High-speed gas centrifuges can also be used to separate the lighter and rarer uranium-235 isotope from the heavier and much more common uranium-238. A uranium oxide powder called yellow cake (U3O8) is first converted to uranium hexafluoride gas (UF6) and piped into a spinning cylinder. The heavier U-238 is forced to the outside while the lighter U-235 moves to the inside, where the cylinder is tapped and the gas is piped to the next centrifuge in the array for further enrichment. It takes multiple steps to enrich the gas to just 3 to 5 percent U-235, which is required to fuel nuclear power plants, and many more steps are required to produce highly enriched weapons-grade uranium which is over 90 percent pure U-235.

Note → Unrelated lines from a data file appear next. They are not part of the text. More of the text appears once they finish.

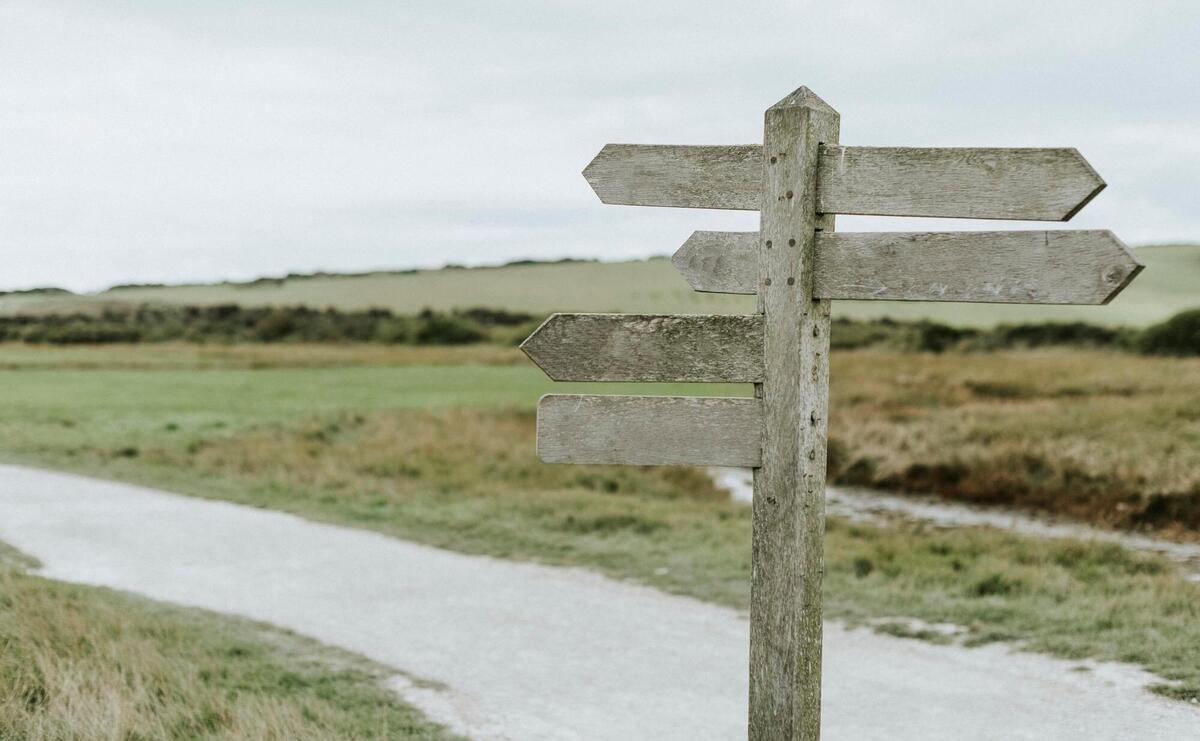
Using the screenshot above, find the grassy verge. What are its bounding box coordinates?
[830,350,1200,537]
[0,539,451,741]
[0,344,1200,529]
[0,342,1200,698]
[4,400,1200,698]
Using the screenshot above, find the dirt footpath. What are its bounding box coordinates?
[0,466,1200,741]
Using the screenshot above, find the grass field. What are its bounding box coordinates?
[0,345,1200,537]
[0,544,451,741]
[0,347,1200,698]
[0,245,1200,326]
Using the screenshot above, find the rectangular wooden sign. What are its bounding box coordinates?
[672,230,1142,303]
[521,314,762,384]
[538,394,762,468]
[583,144,1104,221]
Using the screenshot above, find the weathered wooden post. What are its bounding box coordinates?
[522,88,1141,741]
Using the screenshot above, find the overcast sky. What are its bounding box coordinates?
[0,0,1200,289]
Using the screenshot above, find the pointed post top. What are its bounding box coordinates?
[770,85,838,115]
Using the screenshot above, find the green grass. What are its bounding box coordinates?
[0,547,451,741]
[0,348,1200,698]
[0,357,1200,698]
[0,245,1200,326]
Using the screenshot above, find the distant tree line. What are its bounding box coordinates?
[0,303,535,345]
[0,303,1200,356]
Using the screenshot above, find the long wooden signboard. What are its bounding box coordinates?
[522,88,1141,741]
[672,230,1141,303]
[583,144,1105,215]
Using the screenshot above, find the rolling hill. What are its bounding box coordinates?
[0,245,1200,326]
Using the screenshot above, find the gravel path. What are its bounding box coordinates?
[0,465,1200,741]
[712,466,1200,582]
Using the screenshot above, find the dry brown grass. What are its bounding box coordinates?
[830,351,1200,534]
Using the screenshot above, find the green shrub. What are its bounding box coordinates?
[415,312,487,345]
[1138,308,1200,356]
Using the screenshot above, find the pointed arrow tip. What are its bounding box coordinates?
[1100,230,1146,305]
[517,313,562,380]
[583,144,614,203]
[1061,147,1108,222]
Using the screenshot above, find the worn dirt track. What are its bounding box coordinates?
[0,465,1200,741]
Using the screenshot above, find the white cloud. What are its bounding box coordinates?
[0,0,1200,289]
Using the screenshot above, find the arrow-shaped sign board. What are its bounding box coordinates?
[521,314,762,384]
[672,230,1142,303]
[522,88,1141,741]
[583,144,1104,222]
[538,394,762,468]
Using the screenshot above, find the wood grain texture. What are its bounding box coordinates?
[583,144,762,211]
[521,314,762,382]
[583,144,1104,215]
[749,88,839,741]
[817,146,1104,222]
[538,394,762,466]
[671,231,758,294]
[672,230,1142,305]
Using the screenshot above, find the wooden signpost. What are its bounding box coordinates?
[522,88,1141,741]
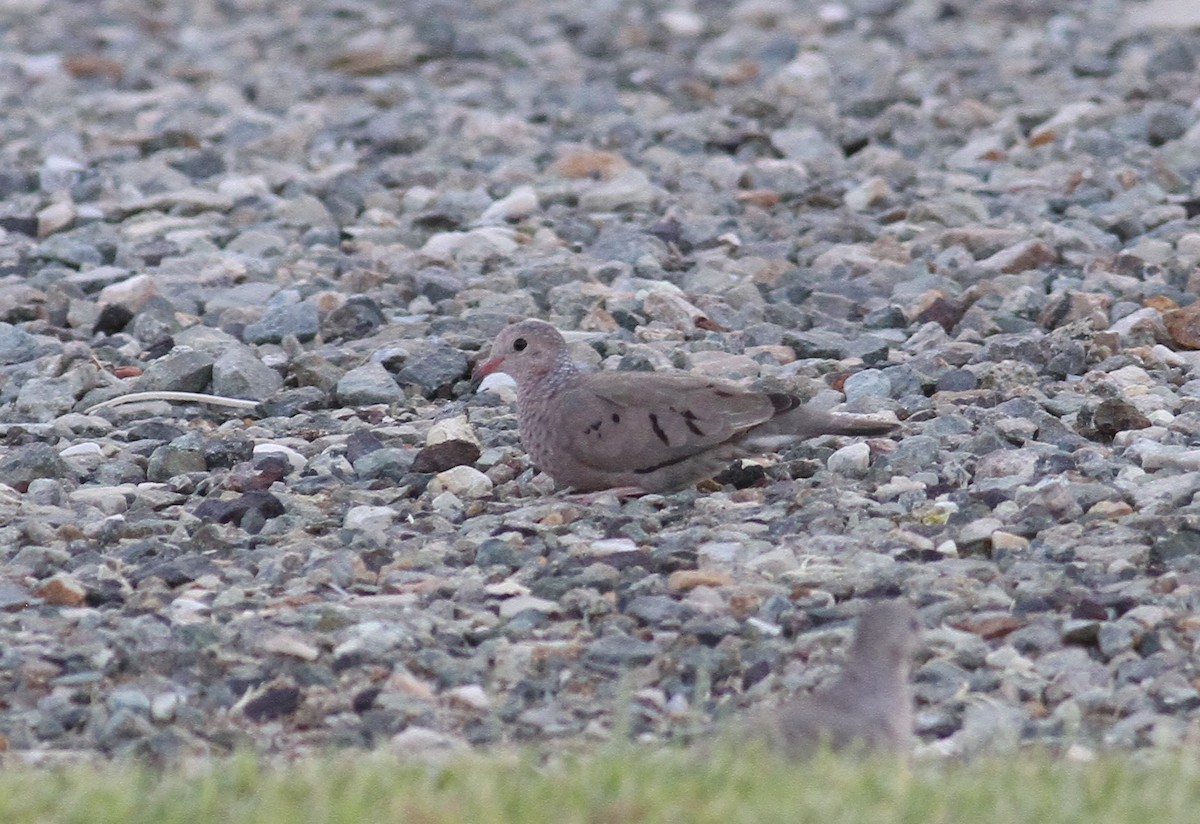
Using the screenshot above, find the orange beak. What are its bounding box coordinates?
[470,357,504,384]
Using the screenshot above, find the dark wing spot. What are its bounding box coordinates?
[767,392,800,415]
[650,413,671,446]
[683,409,704,438]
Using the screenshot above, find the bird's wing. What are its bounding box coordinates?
[559,372,778,473]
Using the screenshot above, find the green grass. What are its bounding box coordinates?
[0,747,1200,824]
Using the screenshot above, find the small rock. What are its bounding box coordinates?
[430,467,492,498]
[337,361,404,407]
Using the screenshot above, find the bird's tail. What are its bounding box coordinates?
[748,393,900,451]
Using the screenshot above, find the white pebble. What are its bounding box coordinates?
[430,467,492,498]
[826,441,871,477]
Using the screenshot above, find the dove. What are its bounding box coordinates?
[474,319,896,494]
[756,601,920,757]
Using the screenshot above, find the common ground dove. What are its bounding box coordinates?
[475,320,896,492]
[755,601,920,757]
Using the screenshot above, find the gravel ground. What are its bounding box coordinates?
[0,0,1200,762]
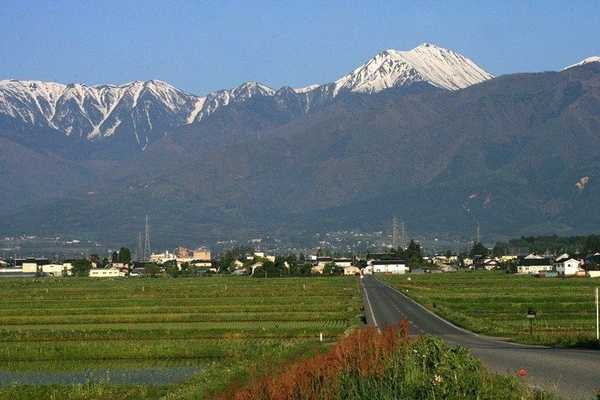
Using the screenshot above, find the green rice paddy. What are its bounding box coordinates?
[379,271,600,347]
[0,276,362,398]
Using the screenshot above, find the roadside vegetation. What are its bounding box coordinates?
[378,271,600,348]
[0,276,548,399]
[220,320,553,400]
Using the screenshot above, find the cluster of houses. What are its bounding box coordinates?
[431,253,600,278]
[0,247,600,278]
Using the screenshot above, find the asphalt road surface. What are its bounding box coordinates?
[362,276,600,399]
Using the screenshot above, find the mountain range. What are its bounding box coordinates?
[0,44,600,250]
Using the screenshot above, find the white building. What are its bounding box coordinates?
[90,268,125,278]
[365,260,407,274]
[556,258,579,276]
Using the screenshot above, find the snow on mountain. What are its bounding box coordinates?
[0,80,199,146]
[561,56,600,71]
[0,44,492,149]
[333,43,493,95]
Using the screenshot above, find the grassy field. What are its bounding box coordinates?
[0,276,362,399]
[379,271,600,347]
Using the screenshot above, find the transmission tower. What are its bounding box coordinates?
[144,215,152,261]
[400,221,408,249]
[135,232,144,261]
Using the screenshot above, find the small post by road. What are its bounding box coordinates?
[527,307,537,338]
[596,287,600,342]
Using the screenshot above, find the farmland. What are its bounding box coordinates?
[0,276,362,398]
[379,271,600,347]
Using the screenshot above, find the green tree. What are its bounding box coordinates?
[163,260,179,278]
[403,239,423,265]
[71,258,92,276]
[143,263,160,278]
[119,247,131,264]
[583,235,600,253]
[469,242,488,257]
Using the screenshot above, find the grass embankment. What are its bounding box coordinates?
[379,271,600,347]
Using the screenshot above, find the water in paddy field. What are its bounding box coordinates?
[0,364,207,386]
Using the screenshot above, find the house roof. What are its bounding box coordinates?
[370,260,406,265]
[518,258,551,267]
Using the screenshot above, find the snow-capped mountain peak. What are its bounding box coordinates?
[561,56,600,71]
[334,43,493,93]
[0,43,492,149]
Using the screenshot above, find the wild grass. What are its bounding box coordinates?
[379,271,600,347]
[220,321,552,400]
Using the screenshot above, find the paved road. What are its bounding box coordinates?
[362,276,600,399]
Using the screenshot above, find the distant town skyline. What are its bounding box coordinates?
[0,0,600,96]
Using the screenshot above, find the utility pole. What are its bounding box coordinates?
[135,232,144,261]
[392,215,398,249]
[400,221,408,249]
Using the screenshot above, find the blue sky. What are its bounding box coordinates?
[0,0,600,95]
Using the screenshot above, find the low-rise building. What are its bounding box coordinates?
[364,260,407,274]
[556,258,580,276]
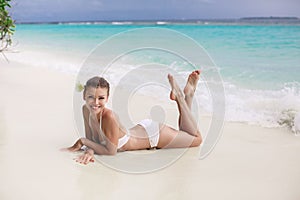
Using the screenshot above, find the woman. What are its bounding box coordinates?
[65,70,202,164]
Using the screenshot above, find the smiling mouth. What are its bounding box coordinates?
[91,106,100,110]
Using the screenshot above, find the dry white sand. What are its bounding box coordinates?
[0,60,300,200]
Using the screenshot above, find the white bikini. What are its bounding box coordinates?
[89,115,159,149]
[89,115,130,149]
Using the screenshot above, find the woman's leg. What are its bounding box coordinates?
[157,70,202,148]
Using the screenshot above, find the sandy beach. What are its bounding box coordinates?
[0,59,300,200]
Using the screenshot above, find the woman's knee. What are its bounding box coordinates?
[191,135,202,147]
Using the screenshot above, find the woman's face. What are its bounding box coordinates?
[84,87,108,114]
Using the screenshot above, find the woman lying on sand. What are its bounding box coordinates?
[65,70,202,164]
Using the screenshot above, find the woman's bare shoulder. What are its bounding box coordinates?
[102,108,116,119]
[82,105,90,116]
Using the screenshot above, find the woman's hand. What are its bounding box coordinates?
[75,149,95,165]
[61,138,85,152]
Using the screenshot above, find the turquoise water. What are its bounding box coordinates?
[15,24,300,89]
[10,24,300,126]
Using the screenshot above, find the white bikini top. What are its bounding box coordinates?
[89,114,130,149]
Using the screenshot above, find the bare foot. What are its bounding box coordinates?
[183,70,201,96]
[168,74,183,100]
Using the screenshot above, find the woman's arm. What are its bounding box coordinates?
[82,105,92,140]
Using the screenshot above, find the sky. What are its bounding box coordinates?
[10,0,300,22]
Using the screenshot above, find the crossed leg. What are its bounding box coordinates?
[157,70,202,148]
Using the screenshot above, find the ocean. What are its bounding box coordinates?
[7,22,300,129]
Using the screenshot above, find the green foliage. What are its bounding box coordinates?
[0,0,16,52]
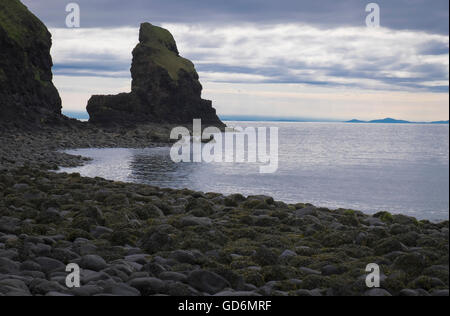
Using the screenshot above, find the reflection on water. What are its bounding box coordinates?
[58,123,449,220]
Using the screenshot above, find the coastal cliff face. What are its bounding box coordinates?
[87,23,224,126]
[0,0,62,124]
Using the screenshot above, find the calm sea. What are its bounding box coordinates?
[62,122,449,220]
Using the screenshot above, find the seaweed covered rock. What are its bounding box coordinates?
[87,23,224,127]
[0,0,62,125]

According to the Georgia State University website HyperPhysics, this apparent centrifugal force depends on the mass of the object being rotated, times its square of its angular velocity, i.e., its rate of rotation, divided by its distance from the center of rotation. This is expressed as F = mv2/r. This gives rise to an interesting phenomenon. When a container filled with a liquid is rotated at a constant rate, the liquid moves toward the outside of the container against the force of gravity which is pulling down on the liquid trying to flatten it out. The angular velocity increases linearly the farther you get from the center. However, because the effective outward force depends on the square of the angular velocity, the height of the liquid is proportional to the square of the distance from the center. For this reason, the surface takes on the shape of a paraboloid, which happens to be the ideal shape for a telescope mirror. The focal length of the mirror is determined by the rotational rate and can be calculated as f = g/ω2, where f is the focal length, g is the acceleration of gravity and ω is the rate of rotation in radians per second (2π radians equals one complete circle).
This is the principle behind a liquid mirror telescope (LMT). LMTs use a reflecting liquid metal (usually mercury) that is rotated so as to form a parabolic reflecting surface. In order to save weight and cost, the bowl containing the mercury is close to the desired parabolic shape so only a thin layer of the liquid metal is needed. The advantage of this system is that it avoids the cost of casting, grinding, polishing, and coating a solid mirror. The disadvantage is that large LMTs can only look straight up and scan the sky as the earth turns. Conversely, smaller LMTs with mirror diameters of a few inches can use flat mirrors in the optical path to look in any direction.
According to Ganse, “Centripetal force and centrifugal force are really the exact same force, just in opposite directions because they're experienced from different frames of reference.” This brings us to Newton’s Third Law, which states, “For every action, there is an equal and opposite reaction.” Just as gravity causes you to exert a force on the ground, the ground appears to exert an equal and opposite force on your feet. When you are in an accelerating car, the seat exerts a forward force on you just as you appear to exert a backward force on the seat. In the case of a rotating system, the centripetal force pulls the mass inward to follow a curved path, while the mass appears to push outward due to its inertia. In each of these cases, though, there is only one real force being applied, while the other is only an apparent force.